How do you pipe multiple arguments in a dask bag pipeline?

When building a pipeline in dask.bag, I usually do this to pipe several arguments between functions:

from functools import wraps

def star(f):
    @wraps(f)
    def wrapper(*args, **kwargs):
        return f(*args[0], *args[1:], **kwargs)
    return wrapper

...

(bag
 .from_sequence(urls)
 .map(lambda url: (url, download(url)))
 .map(star(lambda url, data: (url, process_data(data))))
 .filter(star(lambda url, result: result is not None))
 .map(star(lambda url, result: save_for_url(url, result)))
 )

This allows me to define functions with several arguments instead of a single tuple argument. How do you deal with this quirk? Is there a better way? I guess dask could provide a starmap method, similar to itertools.starmap in Python’s standard library.

Ian.

@ian.liu88 Thanks for your question!

Still thinking about a better solution, but here is a super-minimal example that reproduces this issue:

l = [("a", "b"), ("c", "d")]

l_bag = db.from_sequence(l)

# TypeError: <lambda>() missing 1 required positional argument: 'y'
l_bag.map(lambda x, y: x + y).compute()

# With star() -- works!
l_bag.map(star(lambda x, y: x + y)).compute()
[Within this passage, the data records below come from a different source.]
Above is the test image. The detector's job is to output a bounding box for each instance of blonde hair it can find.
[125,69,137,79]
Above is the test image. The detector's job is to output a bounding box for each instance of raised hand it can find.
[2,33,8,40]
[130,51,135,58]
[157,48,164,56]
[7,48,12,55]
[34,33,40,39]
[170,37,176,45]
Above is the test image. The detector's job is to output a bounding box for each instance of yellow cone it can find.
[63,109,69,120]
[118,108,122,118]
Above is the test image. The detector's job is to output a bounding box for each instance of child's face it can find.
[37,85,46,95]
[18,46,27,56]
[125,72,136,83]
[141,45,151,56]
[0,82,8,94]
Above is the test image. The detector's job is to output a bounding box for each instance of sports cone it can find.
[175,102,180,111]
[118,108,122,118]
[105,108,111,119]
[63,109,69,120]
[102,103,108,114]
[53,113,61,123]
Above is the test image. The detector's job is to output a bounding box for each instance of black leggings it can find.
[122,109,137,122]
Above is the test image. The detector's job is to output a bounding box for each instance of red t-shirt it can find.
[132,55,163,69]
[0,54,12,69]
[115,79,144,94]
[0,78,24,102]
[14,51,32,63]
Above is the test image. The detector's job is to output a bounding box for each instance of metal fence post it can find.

@ian.liu88 Looks like Dask Bag does provide a starmap function:

l_bag.starmap(lambda x, y: x + y).compute()

But for your original pipeline, I assume we’ll also need a starfilter? – which Dask doesn’t currently have, but can perhaps be added(?).

Oh, wow, I didn’t realize it had a starmap! Thanks for pointing that out.

I guess I can live with my “hack” for filter operations.

1 Like